Surviving the Freelance Way of LifeMay 16th 2013 Sally Ormond becoming a freelancer, pros and cons of freelancing, running a freelance business
Go on, admit it, you’d love to ditch your boss and escape the 9 to 5 way of life.
Becoming a freelancer is the dream of many, but what’s it really like on the other side of the fence? Is it as rosy as you would like to believe?
As with everything in life, it has some major pluses, but there are also several minuses, so let’s take a look at the lifestyle as a whole without any rose-tinted glasses on.
The first thing to remember when you become a freelancer is that you can kiss goodbye to a regular salary. Granted, you can potentially earn a lot more that you could as an employee, but your income will be unpredictable.

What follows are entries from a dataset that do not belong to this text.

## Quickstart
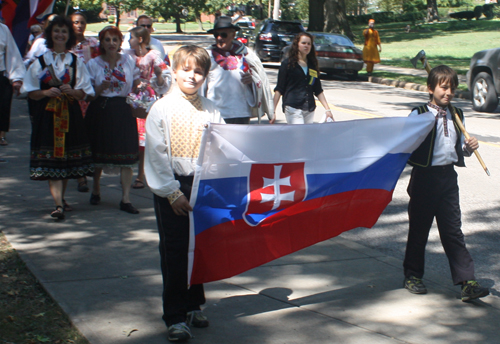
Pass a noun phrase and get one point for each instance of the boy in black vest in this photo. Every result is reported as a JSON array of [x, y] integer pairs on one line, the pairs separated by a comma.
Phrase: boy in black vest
[[433, 190]]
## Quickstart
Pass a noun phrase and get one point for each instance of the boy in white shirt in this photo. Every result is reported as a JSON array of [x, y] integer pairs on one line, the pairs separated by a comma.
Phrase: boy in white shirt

Secondly, although you will be able to work the hours that suit you, you’ll find that (especially in the early days) you’ll be working a lot longer than 9 to 5. The flip side of that is you will at least be working for yourself and so will want to do the extra graft to get your baby (i.e. business) off the ground.
Thirdly, working as an employee has the added benefit of being able to pass work on to someone else if you need to and having experts (e.g. your techie guys) to hand when something goes wrong. None of that will be available to you when you’re on your own.

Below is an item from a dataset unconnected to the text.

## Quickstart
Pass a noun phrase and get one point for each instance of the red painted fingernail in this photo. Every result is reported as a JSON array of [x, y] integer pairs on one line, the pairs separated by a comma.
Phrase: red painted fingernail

But don’t let all of that out you off; if you’re still dead set on working for yourself give it a try, the flexibility and freedom it gives you far out weighs all of those points.

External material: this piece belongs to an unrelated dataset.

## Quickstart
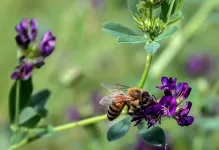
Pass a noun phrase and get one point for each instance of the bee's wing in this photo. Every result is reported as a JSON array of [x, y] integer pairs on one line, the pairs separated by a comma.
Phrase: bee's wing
[[106, 100], [115, 88]]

Going it alone can put you under great pressure.
Deadlines will be looming, your phone will be ringing, emails will be stacking up and your stress levels will be rising.
But, working as a freelancer, when you reach the point of imminent melt down, you can just get up go out and walk away your frustrations – try doing that in your 9 to 5 life.
Working on your own (OK, not every one will work alone as a freelancer, but as a copywriter I do) can get to you at times, which is why social media is a godsend. Twitter becomes a substitute office and is a great source of information, banter and expertise. But one word of warning, it’s very easy to get sucked in to social media so use your time on it wisely otherwise your productivity will plummet.
You need a team
One thing you won’t have at the outset is a bottomless pit of money for a team. But there are loads of freelancers out there so find yourself some great allies in the fields you need help with. Networking events are great for this and you’ll probably find that many professionals are happy to trade services with you because they probably need you as much as you need them. Plus, all your businesses will benefit from having each other’s expertise on hand when it’s needed.
Stellar organisational skills are essential for a successful freelance life.
Planning your days and weeks and assigning blocks of time for tasks will help you get the most from your working hours, without having to eat into your evenings and weekends. And I’m not just talking about paid work here, this also means making time for your marketing, accounting, networking and general paperwork.
It is also important to work regular breaks into your schedule to give you the opportunity to escape your computer and desk for a sanity check.
The life of a freelancer is great – it offers flexibility, financial rewards and a real sense of achievement. But you have to make it work for you.